Hello everyone,
Have you ever wondered if you can compare the Premier league with Bundesliga ?? You can watch the Champions or Europa league and see which league a winning team comes from, but it does not represent a whole league …
In this blog, I will show you how to compare a number of shots, shots on target, corner kicks, fouls, yellow cards, and red cards among Bundesliga, Premier League, Serie A, La Liga, Ligue 1, and Scottish Premier League !!
Procedure
1, Importing data
You can download the data from “Football-data“. You just need to click a country on the left column and download any season of the league. In this blog, I use “Season 2019/2020”.
2, Find variables
In this blog, I will use a total number of shots, shots on target, corner kicks, fouls, yellow cards, and red cards in each game. Let’s look at boxplot to see overview !!
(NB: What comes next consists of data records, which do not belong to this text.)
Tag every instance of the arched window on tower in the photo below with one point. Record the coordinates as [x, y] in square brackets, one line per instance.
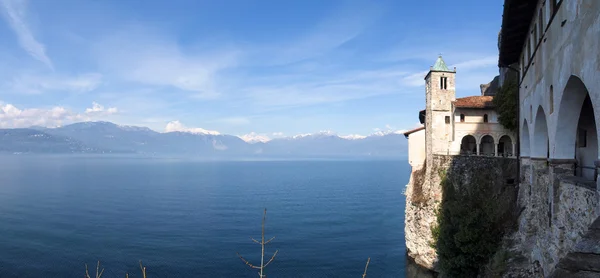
[443, 82]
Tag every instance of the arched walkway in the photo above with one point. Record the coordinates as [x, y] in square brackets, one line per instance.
[505, 146]
[468, 145]
[576, 134]
[539, 146]
[525, 145]
[486, 147]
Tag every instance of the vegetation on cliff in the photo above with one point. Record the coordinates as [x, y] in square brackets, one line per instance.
[473, 216]
[506, 104]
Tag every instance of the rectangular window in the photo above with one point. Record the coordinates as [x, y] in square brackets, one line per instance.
[554, 5]
[581, 138]
[541, 22]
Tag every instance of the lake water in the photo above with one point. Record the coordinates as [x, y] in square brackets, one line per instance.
[187, 218]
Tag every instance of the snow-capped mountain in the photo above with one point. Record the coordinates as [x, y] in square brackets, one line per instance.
[106, 137]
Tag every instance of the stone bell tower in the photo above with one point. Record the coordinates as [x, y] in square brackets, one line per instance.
[439, 116]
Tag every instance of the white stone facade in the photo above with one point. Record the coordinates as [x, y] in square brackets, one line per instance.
[465, 126]
[560, 68]
[559, 100]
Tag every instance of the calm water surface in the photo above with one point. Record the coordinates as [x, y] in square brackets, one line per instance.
[189, 218]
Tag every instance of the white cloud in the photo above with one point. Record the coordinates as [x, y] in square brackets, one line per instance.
[353, 137]
[134, 55]
[178, 126]
[14, 13]
[234, 121]
[98, 109]
[13, 117]
[36, 84]
[254, 137]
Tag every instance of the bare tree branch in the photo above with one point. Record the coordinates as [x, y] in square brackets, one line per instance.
[270, 240]
[366, 266]
[143, 268]
[262, 242]
[272, 258]
[247, 262]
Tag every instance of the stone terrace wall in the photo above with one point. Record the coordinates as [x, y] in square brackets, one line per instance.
[557, 211]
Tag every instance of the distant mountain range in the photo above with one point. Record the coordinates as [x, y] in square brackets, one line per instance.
[106, 137]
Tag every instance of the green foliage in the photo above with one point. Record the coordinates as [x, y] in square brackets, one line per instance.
[469, 228]
[506, 104]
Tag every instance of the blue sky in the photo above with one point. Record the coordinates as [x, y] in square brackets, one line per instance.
[273, 68]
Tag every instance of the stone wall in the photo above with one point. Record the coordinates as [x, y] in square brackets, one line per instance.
[424, 195]
[557, 209]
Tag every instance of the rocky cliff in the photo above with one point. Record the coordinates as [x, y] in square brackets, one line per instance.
[425, 199]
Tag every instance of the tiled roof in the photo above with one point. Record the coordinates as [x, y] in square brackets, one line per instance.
[440, 65]
[413, 131]
[480, 102]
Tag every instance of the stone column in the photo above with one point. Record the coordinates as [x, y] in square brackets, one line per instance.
[558, 168]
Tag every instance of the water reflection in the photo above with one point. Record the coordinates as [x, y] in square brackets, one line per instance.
[413, 270]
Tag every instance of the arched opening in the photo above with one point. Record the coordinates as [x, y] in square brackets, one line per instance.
[576, 131]
[468, 145]
[486, 147]
[505, 147]
[539, 146]
[525, 145]
[586, 142]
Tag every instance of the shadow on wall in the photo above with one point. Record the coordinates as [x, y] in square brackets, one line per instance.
[478, 207]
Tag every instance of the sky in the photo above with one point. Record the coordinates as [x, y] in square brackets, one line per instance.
[257, 68]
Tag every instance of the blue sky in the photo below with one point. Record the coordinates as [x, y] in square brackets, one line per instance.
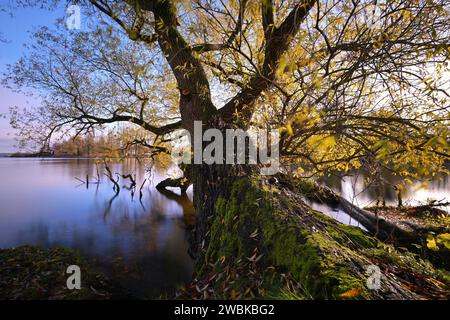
[15, 30]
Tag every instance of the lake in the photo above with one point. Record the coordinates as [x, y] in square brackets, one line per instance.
[141, 243]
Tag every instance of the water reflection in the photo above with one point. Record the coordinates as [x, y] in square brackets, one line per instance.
[140, 242]
[360, 192]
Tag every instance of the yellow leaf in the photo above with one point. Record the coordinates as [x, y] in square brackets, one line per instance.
[351, 293]
[444, 239]
[289, 129]
[431, 243]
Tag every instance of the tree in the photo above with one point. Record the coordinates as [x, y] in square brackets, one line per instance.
[347, 83]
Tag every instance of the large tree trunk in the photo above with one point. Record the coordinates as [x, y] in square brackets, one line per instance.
[256, 237]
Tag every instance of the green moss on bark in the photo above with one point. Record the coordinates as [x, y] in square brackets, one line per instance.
[281, 237]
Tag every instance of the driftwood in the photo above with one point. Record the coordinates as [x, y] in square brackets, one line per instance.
[376, 225]
[108, 173]
[170, 182]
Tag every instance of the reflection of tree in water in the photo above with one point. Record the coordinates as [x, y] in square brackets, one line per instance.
[185, 203]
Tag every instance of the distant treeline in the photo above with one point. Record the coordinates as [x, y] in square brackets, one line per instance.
[111, 144]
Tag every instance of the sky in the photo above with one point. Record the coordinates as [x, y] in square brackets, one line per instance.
[15, 30]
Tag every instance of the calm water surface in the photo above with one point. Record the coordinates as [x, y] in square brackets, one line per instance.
[142, 244]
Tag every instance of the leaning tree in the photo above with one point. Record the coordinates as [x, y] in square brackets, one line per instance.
[349, 85]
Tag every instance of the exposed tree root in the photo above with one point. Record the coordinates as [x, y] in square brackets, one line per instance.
[265, 242]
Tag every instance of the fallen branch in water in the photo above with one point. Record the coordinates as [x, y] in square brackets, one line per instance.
[140, 189]
[108, 173]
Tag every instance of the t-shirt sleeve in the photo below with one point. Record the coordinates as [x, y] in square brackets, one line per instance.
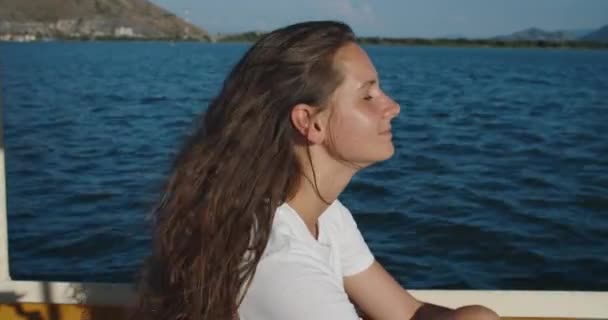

As you see, the boxplot of red cards is weird. It is just because a red card is such a rare case. I keep the variable, but you may not get meaningful results after ANOVA and post hoc test from the red cards. For other variables, it seems that there are some differences among different leagues. Let’s check it out !!
3, Statistical test
ANOVA
You can compare multiple variables by using ANOVA. It is like you conduct T-tests of each pair of leagues such as comparing a number of shots in Bundesliga with La Liga … etc. Results are below …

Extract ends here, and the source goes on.